A key issue in the purchase or sale of a business is the price. Although we are not accountants at Rice & Stallknecht, P.C., and do not offer accounting services, we frequently assist clients in obtaining professional assistance, typically from an accountant, in deciding what a business is worth.
One important issue is often whether the sale will be an “asset sale” in which the assets of a corporation or limited liability company are sold, but the corporation or company does not change hands, or a “stock sale” or “membership interest sale,” in which the entire corporation or company changes hands. While the end result can be about the same, the business has a new owner, selecting which of these will be used is an important part of planning for a sale. Generally speaking, an asset sale is more complicated, since a lot of things are changing hands, but it can provide valuable protection to the buyer against liabilities of the selling company. A stock or membership interest sale may have significant tax advantages to a seller. We work with both buyers and sellers, often teaming with their accountants, to determine which approach will be best for a particular business purchase or sale.
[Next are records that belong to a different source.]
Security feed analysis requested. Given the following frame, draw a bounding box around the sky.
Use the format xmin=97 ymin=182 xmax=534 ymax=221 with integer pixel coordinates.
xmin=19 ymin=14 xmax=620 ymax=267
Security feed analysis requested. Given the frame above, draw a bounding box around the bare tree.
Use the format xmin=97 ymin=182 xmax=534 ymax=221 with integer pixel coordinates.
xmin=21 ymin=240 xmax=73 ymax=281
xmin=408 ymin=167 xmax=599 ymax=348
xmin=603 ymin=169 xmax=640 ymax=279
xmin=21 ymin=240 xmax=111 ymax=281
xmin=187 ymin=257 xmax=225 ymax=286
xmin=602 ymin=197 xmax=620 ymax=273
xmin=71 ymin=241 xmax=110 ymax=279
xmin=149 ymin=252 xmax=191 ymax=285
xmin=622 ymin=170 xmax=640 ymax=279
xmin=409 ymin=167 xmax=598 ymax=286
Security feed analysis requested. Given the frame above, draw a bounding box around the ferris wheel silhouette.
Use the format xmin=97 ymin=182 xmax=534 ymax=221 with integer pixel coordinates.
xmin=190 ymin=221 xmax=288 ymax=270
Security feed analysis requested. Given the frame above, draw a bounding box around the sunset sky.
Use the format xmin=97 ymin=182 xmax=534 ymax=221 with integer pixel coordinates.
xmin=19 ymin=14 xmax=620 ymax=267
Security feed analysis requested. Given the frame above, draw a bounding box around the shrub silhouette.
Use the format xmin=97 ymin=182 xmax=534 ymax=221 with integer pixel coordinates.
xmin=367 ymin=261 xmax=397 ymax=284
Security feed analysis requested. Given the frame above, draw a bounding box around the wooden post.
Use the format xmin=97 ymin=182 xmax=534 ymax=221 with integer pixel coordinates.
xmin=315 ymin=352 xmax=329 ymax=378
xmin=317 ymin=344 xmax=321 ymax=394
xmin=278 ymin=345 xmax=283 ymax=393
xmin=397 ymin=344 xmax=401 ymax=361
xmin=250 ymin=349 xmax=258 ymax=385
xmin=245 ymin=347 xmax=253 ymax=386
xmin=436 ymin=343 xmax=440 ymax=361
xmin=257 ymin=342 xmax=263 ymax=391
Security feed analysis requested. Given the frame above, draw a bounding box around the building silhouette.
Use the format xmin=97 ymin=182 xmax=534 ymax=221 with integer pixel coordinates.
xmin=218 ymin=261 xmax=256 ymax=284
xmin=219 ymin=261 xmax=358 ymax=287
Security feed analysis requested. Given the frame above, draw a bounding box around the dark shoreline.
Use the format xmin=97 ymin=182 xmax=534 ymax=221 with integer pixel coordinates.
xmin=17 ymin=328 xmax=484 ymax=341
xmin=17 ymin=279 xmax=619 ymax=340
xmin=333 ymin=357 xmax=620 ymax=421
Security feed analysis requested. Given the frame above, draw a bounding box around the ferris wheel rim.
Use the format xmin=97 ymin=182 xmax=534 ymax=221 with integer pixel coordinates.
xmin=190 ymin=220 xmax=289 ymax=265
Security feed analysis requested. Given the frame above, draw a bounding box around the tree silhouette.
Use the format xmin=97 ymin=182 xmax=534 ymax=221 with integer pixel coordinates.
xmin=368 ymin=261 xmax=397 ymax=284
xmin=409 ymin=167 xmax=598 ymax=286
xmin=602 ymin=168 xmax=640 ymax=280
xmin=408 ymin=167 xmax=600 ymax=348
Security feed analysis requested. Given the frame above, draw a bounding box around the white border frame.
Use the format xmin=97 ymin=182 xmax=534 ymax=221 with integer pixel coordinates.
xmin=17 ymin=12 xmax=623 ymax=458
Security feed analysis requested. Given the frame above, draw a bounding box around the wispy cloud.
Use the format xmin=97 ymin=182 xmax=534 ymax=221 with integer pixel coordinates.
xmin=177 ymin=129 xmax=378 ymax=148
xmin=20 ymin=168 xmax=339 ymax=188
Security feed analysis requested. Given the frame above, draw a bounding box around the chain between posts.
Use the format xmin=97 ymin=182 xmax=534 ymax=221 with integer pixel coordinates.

Once the price has been established, we frequently assist clients with financing. Many small businesses are sold with owner financing. While this can work well, it needs to be carefully documented and different ways of securing the transaction should be considered.
Bank financing, including Small Business Administration financing may also be an option. We have a great deal of experience helping clients with this sort of financing, which can be very complicated and involve many lender imposed requirements. Getting through these requirements promptly and efficiently can be the key to a successful transaction.